You may be overlooking a major component to successful weight loss. This has nothing to do with healthy eating guidelines or exercise intervals. It has to do with recovery and your downtime. How much sleep do you get each and every night?
The amount of sleep you get could be the make or break tip to you weight loss success. Research studies are showing that those who are sleep deprived have higher levels of bodyfat compared to those who get adequate sleep each night.
Studies have also linked a lack of sleep to hypertension and Type 2 diabetes. A study in the American journal of Epidemiology followed 68,000 Americans for 16 years and found that those who got five hours or less of sleep per night were one third more likely to gain 30 plus pounds over the course of the study than those who slept seven hours or longer.
Another study Stanford University reported that subjects who slept the least had higher levels of bodyfat than those who slept 8 hours or more.
The commonalities that both studies have are that the participants who lacked sleep had lower levels of the hormone leptin and higher levels of the hormone ghrelin. Leptin is produced primarily by the fat cells and this hormone works to decrease hunger and increase your metabolic rate. The hormone Ghrelin is produced by the gastrointestinal tract and increases your hunger. This is an imbalance of two key hormones that affect your body type and whether you gain weight or not.

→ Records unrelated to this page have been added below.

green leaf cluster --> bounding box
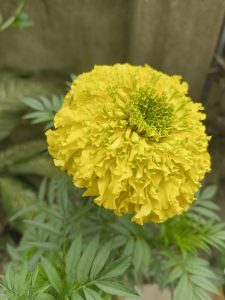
[1,235,138,299]
[23,95,63,130]
[1,181,224,300]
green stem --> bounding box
[0,0,27,32]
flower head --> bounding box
[46,64,210,224]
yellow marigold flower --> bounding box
[46,64,211,224]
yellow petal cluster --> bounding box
[46,64,210,224]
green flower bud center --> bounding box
[127,88,173,141]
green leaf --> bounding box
[5,264,14,291]
[27,242,59,251]
[71,291,84,300]
[185,257,208,268]
[14,263,27,291]
[133,238,144,272]
[194,287,213,300]
[122,238,134,257]
[109,223,130,236]
[22,95,62,127]
[40,96,52,110]
[52,95,62,108]
[119,217,142,236]
[171,256,220,300]
[166,266,182,284]
[24,220,61,236]
[141,239,151,272]
[35,293,55,300]
[100,256,131,279]
[22,97,45,111]
[9,204,38,222]
[198,200,220,211]
[95,280,138,298]
[66,235,82,286]
[77,235,100,284]
[174,275,190,300]
[191,206,220,220]
[38,178,48,202]
[191,275,219,295]
[41,257,62,294]
[200,186,217,200]
[42,208,63,220]
[111,235,127,250]
[186,265,217,280]
[90,240,112,280]
[83,287,103,300]
[24,111,50,120]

The simple answer to correct this is to obviously sleep more. There are other things you can and should be doing to keep your leptin level elevated and your ghrelin level low, but the most often overlooked weight loss tip is sleep. We are all very busy and sleep is something we wish we could do more of and just never seem to get it.
If you are one who struggles with losing weight. You have tried healthy weight loss diet after diet and you still seem to struggle with your weight loss tha
I suggest this. You should record how much sleep you get each night for one week. Evaluate how your day was before you go to bed each night. Were you tired? Did you wake up refreshed? Did you feel that you needed more sleep?

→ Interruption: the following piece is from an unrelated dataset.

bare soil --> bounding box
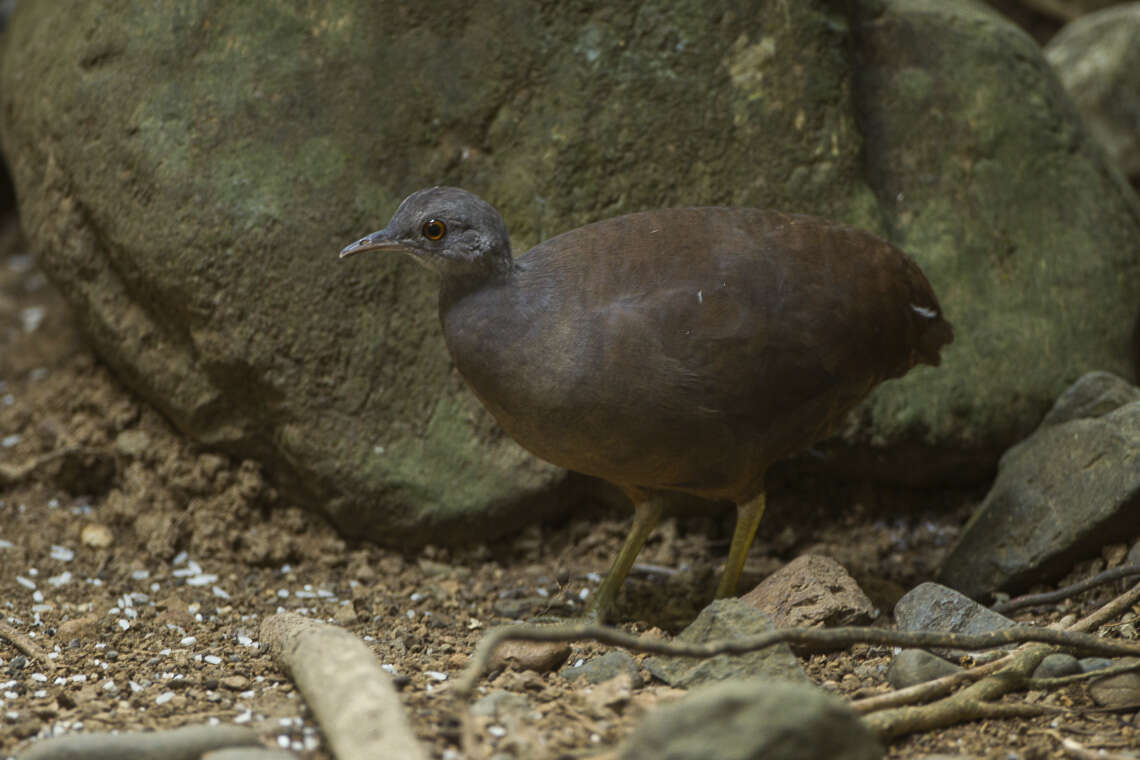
[2,211,1137,759]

After this one week of recording your sleep look at how many hours on average you slept each night. If it wasn't 7 hours then make it a goal to average 7 hours of sleep a night. If you did average 7 hours and you still felt tired every morning then work to increase that average to 8 hours and see how you feel. When it comes to required restful sleep every person is a little different. You may need to experiment with this a little.
If you are serious about permanently losing weight though I suggest you make increasing your sleep a priority or everything else you do to lose weight may be for nothing.